Happier news that has kept me feeling positive this year was that there is now have a couple of Eagles that have made a nest on one of the high trees right on the very most pointy bit of Cracroft Point. That’s super cool as I love listening to eagles.

Another wonderful thing was I got to see Grandmother Cedar, she is such an impressive tree and made me feel very tiny. Meeting Michael Reppy and helping he and Mike construct the new wind turbine for CP was brilliant fun- a great couple of days with many laughs.The gang of Sea Lions almost like clockwork swim past the platform in the morning and then again in the eve. Sometimes the make a big hullabaloo about it, other times they just cruise by real casual. And then there was the seagulls, one in particular we named Clive. Good old Clive.

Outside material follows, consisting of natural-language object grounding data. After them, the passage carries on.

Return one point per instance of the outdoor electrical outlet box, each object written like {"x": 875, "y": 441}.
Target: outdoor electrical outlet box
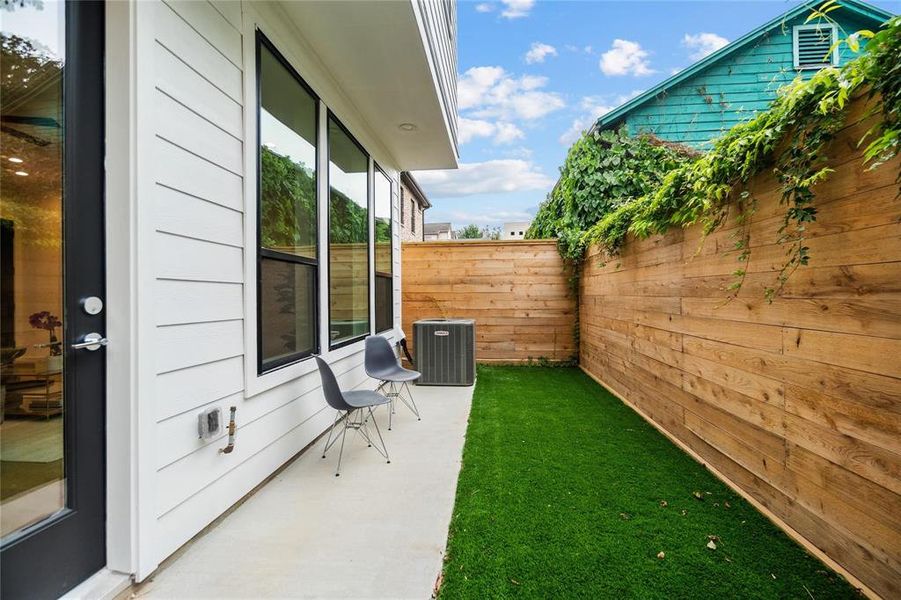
{"x": 209, "y": 423}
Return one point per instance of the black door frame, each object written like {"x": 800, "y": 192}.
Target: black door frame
{"x": 59, "y": 553}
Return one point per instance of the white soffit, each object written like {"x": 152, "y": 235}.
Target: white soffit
{"x": 376, "y": 54}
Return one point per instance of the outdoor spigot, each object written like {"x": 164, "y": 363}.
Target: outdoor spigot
{"x": 232, "y": 428}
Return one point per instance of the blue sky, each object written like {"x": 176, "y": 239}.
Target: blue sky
{"x": 533, "y": 74}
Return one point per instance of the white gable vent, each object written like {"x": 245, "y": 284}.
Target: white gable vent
{"x": 814, "y": 46}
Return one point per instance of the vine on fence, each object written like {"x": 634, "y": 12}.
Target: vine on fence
{"x": 788, "y": 139}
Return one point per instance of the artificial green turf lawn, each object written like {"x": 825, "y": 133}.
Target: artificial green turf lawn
{"x": 560, "y": 496}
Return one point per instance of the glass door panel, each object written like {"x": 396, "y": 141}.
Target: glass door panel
{"x": 32, "y": 416}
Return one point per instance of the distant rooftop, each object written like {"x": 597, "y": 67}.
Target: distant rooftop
{"x": 436, "y": 228}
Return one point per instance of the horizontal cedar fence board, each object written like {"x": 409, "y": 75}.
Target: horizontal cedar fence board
{"x": 797, "y": 402}
{"x": 518, "y": 292}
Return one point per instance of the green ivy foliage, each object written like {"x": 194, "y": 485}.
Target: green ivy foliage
{"x": 788, "y": 140}
{"x": 603, "y": 171}
{"x": 288, "y": 202}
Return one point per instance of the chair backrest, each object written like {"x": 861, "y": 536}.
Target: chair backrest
{"x": 330, "y": 388}
{"x": 379, "y": 356}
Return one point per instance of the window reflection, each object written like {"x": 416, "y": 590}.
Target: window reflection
{"x": 384, "y": 284}
{"x": 288, "y": 223}
{"x": 32, "y": 461}
{"x": 348, "y": 237}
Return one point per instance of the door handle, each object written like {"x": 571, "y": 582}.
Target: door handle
{"x": 92, "y": 342}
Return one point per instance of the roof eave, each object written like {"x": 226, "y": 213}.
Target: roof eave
{"x": 611, "y": 118}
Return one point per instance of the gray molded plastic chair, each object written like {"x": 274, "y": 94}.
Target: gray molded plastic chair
{"x": 382, "y": 364}
{"x": 357, "y": 405}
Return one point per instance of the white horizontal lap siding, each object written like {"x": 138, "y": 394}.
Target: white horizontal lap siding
{"x": 197, "y": 232}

And Boat Bay party was wonderful as per the norm, sitting around talking to the other people who work on the Strait; the wardens from reserve; Jerry (a.k.a The Alert Bay Trumpeter); some people from the local lodges and getting to chat to the folks from the main lab – actually in person not on Facebook messenger was grand. Like I mentioned earlier, it’s the people here who are trying, everyday, to make this world better for all inhabitants, they keep on keeping on because they know if we don’t at least try we are certain to fail. And there is just to much important beauty here to let up the good fight.

Since this time last year I have witnessed a lot of violence perpetrated against the other animals we share this planet with. I have an especially acute awareness of how violent humans can be to dolphins. To come here has been very good respite for my heart and soul. CP is my happy place and I am proud to help Orcalab in whatever small way I can and I am eternally grateful that I have the opportunity to do so.